Strong Women Stay Young is the title of a book recommended to me after I broke my ankle. It deals with the benefit of weight bearing exercises in the prevention of bone loss. After three broken bones in three years, I figured I need to be proactive. Despite the title of the book, being strong won't really keep me young. I was created to age and eventually die. However, I can stay strong while I age.
We live in society that loves youth. It's tempting to want to stay strong in order to pamper our vanity; to have people mistake us for being younger than we are, or to proudly say we can still wear a particular size. But there are better reasons to stay healthy and strong: so we can serve God.
When I was recuperating from my broken ankle, my mother-in-law, who is a diminutive 75 year old woman with osteoporosis and arthritis in her hips, came over, got down on her hands and knees and washed my kitchen floor. My mother, a year younger, could never do that. She has health issues which make it impossible. My mother-in-law is a strong 75 year old woman, and an actively serving woman. Serving others is an important part of our life in Christ.
Serving connects us with people. Christianity is above all, a people-oriented faith. We are redeemed and adopted into a body of people. We are commanded to love our neighbours. We are called to worship with others. We are commanded to take the gospel to all peoples. Service provides opportunities to connect with people, whether it is in our local church or in our communities. Serving without fanfare and without hope of reward is good for us. It gives us an opportunity to love others through action.
Serving reveals our weaknesses. Service is often difficult. Working with others presents challenges. We may be called on to be gracious, patient, and deferential. We may be faced with a task we feel utterly incapable of performing. Those times are when we must actively seek dependence on God.
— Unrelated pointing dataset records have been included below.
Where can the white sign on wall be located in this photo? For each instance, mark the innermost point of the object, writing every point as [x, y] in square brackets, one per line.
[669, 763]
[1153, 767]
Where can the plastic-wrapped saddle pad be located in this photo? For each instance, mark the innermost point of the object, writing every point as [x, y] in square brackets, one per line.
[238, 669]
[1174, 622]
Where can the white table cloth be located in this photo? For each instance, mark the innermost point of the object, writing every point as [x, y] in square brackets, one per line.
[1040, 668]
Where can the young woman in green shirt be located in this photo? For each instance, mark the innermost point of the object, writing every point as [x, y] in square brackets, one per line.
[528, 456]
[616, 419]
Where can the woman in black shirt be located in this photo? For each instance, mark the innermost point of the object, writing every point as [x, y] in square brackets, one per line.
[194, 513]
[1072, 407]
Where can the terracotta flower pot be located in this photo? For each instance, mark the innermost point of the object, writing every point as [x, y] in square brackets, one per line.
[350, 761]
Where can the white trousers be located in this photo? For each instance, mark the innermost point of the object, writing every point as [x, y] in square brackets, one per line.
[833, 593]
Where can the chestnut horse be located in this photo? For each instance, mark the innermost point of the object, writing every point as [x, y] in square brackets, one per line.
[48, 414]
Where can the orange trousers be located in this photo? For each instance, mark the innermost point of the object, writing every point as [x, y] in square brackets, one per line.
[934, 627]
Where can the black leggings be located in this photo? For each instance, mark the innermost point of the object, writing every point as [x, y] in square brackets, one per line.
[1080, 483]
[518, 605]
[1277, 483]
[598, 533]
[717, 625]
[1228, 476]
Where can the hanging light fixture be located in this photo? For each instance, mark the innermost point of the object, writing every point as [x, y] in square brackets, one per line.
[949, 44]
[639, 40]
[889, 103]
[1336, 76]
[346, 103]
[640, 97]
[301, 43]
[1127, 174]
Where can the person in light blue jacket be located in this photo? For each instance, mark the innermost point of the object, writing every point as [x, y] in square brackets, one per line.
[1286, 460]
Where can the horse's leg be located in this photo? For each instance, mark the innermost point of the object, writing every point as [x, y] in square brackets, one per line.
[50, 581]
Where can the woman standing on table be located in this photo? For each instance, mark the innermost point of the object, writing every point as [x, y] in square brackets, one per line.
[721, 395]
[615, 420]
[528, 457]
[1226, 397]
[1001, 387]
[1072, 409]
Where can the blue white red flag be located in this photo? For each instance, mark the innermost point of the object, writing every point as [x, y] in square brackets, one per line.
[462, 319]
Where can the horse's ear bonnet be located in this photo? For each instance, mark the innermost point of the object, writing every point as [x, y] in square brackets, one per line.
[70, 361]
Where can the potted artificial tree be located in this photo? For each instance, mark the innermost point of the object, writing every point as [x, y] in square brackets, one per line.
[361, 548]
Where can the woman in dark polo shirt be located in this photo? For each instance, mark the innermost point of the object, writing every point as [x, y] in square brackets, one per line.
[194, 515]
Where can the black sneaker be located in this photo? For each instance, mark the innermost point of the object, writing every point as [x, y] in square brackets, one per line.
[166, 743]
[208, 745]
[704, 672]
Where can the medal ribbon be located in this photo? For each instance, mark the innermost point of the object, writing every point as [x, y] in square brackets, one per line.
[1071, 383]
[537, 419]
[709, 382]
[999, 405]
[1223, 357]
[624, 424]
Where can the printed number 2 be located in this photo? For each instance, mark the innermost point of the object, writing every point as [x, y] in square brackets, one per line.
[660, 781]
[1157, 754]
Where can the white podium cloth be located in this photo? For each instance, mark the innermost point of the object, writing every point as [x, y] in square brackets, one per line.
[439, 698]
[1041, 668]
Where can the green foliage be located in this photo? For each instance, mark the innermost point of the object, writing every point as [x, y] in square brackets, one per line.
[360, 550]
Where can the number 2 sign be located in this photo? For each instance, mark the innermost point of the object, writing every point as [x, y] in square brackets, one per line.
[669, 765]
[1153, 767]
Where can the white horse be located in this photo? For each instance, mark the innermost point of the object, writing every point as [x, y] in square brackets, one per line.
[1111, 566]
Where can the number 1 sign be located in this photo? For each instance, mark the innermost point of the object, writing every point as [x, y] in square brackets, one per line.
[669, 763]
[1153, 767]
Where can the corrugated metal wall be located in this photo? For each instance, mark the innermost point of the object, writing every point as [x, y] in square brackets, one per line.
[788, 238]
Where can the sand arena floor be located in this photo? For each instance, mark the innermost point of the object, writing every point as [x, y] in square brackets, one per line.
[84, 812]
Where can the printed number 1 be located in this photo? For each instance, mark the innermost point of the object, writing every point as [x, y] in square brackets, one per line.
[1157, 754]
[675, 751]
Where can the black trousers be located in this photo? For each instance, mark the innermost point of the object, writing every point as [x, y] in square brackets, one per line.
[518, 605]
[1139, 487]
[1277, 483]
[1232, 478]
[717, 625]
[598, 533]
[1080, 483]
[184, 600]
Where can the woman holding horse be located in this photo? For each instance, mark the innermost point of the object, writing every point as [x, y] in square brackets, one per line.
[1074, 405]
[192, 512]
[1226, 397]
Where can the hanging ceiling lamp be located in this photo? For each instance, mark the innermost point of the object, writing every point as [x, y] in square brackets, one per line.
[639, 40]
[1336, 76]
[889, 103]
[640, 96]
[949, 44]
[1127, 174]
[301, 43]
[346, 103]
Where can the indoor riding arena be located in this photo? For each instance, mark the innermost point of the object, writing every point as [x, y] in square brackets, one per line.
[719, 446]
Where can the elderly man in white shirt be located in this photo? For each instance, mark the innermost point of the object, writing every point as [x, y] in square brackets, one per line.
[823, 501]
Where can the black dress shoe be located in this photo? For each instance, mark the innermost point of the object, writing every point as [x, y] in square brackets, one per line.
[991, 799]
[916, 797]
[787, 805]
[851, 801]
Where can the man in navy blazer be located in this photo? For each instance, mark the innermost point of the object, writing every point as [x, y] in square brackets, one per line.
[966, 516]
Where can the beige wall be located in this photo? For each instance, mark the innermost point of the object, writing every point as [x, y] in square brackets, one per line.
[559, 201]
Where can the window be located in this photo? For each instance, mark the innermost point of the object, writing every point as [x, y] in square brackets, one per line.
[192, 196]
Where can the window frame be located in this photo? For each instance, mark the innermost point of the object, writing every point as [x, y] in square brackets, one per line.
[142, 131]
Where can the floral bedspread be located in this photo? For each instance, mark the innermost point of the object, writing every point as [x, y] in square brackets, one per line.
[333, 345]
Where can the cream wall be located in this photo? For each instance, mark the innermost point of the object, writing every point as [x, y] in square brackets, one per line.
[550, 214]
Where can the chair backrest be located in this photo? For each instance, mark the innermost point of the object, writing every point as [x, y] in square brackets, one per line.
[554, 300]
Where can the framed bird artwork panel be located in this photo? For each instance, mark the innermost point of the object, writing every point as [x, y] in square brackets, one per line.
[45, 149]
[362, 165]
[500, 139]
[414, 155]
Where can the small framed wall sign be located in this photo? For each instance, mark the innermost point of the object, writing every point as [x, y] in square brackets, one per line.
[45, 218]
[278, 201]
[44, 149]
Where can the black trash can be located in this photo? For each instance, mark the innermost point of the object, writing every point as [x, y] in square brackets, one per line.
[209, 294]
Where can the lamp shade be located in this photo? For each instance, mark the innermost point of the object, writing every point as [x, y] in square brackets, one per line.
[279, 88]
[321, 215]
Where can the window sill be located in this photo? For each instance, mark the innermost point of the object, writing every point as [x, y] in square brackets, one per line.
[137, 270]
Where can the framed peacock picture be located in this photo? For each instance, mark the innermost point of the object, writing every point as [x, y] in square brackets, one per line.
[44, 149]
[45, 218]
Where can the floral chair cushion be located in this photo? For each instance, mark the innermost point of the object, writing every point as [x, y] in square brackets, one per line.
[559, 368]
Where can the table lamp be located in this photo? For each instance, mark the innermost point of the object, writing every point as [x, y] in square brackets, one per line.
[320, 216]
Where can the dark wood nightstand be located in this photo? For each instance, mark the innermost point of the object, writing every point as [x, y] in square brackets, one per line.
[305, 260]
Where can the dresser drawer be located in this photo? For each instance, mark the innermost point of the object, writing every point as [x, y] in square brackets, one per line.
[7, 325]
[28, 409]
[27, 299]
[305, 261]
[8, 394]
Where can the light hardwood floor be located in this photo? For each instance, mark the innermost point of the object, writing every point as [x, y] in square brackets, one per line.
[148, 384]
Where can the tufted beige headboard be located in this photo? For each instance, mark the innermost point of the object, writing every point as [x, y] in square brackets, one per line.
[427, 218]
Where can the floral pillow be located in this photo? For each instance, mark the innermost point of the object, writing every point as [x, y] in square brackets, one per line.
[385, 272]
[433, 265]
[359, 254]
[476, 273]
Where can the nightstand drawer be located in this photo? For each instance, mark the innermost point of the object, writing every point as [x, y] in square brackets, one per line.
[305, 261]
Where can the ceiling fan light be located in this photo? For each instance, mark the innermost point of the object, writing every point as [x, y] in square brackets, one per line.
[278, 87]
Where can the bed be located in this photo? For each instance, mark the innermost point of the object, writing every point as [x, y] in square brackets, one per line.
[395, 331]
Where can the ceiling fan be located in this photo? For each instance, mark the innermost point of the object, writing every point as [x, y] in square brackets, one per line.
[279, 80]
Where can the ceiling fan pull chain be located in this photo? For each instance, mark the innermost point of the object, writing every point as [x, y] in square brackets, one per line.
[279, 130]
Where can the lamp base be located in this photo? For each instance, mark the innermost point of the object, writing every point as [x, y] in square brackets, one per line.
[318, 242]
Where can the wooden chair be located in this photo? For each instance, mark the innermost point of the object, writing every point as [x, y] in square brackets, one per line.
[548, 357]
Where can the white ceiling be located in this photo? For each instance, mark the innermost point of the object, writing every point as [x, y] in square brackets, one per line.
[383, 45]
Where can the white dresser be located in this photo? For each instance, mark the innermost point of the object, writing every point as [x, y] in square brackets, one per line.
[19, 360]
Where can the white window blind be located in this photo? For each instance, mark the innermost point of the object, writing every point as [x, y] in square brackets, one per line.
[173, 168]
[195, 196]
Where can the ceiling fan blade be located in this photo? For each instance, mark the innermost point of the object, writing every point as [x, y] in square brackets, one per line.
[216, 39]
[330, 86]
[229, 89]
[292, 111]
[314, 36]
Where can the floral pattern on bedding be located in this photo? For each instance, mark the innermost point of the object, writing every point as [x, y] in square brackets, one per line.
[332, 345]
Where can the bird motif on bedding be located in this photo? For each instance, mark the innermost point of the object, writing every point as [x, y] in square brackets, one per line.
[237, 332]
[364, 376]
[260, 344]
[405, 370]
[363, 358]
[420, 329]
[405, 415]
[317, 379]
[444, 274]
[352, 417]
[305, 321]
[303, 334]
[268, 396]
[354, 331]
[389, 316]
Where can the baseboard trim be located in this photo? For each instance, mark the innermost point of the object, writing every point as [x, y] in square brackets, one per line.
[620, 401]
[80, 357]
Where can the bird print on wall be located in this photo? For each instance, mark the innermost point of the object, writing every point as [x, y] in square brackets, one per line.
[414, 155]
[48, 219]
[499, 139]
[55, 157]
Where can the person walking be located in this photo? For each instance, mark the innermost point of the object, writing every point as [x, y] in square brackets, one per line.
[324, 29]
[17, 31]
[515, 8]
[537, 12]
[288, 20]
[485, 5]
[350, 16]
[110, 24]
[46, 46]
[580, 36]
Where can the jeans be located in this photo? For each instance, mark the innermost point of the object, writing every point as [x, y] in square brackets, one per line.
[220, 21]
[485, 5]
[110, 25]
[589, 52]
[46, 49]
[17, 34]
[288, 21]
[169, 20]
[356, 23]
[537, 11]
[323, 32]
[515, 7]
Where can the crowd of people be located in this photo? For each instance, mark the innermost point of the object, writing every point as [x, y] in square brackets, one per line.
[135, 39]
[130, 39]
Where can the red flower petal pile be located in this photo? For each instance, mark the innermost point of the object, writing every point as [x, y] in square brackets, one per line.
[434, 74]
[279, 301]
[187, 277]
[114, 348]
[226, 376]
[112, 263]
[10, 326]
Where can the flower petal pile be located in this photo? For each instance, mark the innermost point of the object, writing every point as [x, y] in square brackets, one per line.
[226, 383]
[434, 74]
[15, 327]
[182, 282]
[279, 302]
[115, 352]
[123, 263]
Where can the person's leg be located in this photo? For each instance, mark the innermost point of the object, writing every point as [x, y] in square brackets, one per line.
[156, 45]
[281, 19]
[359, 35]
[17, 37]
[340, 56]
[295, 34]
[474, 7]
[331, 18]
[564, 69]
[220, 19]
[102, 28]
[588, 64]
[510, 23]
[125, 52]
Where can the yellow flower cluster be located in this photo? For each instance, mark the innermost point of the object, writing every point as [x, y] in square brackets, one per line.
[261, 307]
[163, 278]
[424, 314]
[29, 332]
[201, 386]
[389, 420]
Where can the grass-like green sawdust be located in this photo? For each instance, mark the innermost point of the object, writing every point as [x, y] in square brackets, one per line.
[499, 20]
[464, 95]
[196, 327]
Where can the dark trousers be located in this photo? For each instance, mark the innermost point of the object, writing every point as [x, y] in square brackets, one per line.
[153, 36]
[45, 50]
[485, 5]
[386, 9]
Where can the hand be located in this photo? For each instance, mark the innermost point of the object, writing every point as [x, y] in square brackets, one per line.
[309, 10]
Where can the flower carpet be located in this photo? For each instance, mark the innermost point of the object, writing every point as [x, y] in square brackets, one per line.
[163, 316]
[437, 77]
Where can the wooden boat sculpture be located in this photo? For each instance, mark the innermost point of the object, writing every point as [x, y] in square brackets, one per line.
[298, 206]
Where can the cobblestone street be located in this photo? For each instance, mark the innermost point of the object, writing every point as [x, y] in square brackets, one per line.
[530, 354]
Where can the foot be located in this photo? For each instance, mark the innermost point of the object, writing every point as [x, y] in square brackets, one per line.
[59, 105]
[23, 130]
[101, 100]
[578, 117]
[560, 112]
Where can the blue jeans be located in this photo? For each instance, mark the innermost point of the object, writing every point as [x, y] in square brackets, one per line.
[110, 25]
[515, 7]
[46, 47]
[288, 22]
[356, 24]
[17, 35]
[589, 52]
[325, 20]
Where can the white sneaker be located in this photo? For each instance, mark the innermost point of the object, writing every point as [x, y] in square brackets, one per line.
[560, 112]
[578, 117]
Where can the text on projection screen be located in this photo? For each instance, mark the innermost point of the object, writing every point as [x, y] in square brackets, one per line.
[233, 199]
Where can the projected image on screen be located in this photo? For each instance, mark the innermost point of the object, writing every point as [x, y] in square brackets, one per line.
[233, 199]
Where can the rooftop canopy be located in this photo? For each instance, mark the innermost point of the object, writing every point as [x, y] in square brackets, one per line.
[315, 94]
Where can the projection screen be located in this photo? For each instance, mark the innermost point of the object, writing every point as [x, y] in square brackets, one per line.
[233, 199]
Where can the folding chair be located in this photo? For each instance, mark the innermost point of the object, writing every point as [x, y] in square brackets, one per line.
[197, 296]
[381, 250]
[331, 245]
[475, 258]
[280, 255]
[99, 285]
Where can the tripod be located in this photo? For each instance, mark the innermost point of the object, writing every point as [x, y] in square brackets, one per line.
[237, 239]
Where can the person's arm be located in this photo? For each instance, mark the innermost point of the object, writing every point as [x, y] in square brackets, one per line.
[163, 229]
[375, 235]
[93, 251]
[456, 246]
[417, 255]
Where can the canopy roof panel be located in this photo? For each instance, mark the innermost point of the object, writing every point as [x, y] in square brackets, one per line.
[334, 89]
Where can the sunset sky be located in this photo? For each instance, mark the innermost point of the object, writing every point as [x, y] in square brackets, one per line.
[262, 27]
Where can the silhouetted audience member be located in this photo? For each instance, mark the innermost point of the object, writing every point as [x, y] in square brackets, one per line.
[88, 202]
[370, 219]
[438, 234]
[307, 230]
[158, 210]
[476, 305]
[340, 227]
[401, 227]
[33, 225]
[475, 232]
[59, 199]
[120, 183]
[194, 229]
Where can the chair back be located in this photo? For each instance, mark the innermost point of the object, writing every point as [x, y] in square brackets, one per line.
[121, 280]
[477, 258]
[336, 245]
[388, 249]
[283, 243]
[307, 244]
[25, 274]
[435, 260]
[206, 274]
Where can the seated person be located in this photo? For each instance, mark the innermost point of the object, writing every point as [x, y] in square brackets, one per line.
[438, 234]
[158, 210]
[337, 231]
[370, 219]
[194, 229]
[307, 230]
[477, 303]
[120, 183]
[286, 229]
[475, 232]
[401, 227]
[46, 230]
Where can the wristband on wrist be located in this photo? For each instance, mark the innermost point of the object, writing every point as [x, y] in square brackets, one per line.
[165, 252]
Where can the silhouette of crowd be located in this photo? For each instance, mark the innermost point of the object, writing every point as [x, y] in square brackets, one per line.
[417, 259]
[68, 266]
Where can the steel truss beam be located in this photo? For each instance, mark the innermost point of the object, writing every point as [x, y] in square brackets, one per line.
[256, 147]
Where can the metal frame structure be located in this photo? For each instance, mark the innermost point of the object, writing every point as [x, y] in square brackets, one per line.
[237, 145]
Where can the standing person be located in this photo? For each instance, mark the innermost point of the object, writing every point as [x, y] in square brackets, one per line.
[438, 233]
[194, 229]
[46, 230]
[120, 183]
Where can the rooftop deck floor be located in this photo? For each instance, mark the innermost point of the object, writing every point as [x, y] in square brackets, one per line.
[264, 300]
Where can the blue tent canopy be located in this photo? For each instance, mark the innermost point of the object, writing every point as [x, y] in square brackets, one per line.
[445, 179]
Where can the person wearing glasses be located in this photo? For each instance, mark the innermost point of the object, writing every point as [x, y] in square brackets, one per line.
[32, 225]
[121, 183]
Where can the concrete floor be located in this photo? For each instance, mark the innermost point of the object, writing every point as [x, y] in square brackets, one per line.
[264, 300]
A number of years ago, my husband and I were the administrators of the youth group at our church. That was a very difficult couple of years, but I'm glad we did it.
Service puts feet (or hands!) to our knowledge. What good is theological knowledge if we are not living what we learn? It is entirely possible to have a lot of theological knowledge without ever putting those principles into practice. I love the verses in Romans 12; they are among my favourite. Paul spends eleven chapters talking about the gospel and with that wonderful "therefore" in 12:1 (NASB), he gives us the implication of our salvation: to present our bodies a living sacrifice, which is our spiritual service of worship. Our faith is reflected in our acts of worship through service.
In 2017, let us seek strength in order to serve. Even within the contexts of our home, we need strength to serve our families. Service can be the smallest of things. It need not be grand or elaborate. Sometimes, it is the smallest thing which provides the most blessing to an individual. We hear a lot about women's discipleship, and the need to direct women to good teaching. Surely, learning to be a servant is part of discipleship.
Ultimately, our bodies will age, fail, and die. That doesn't mean we shouldn't stay as strong as we can, though. But the motive is important. If the motive is for the feeling of looking young, I think that's a hollow victory. It's far more worthwhile to stay strong to serve.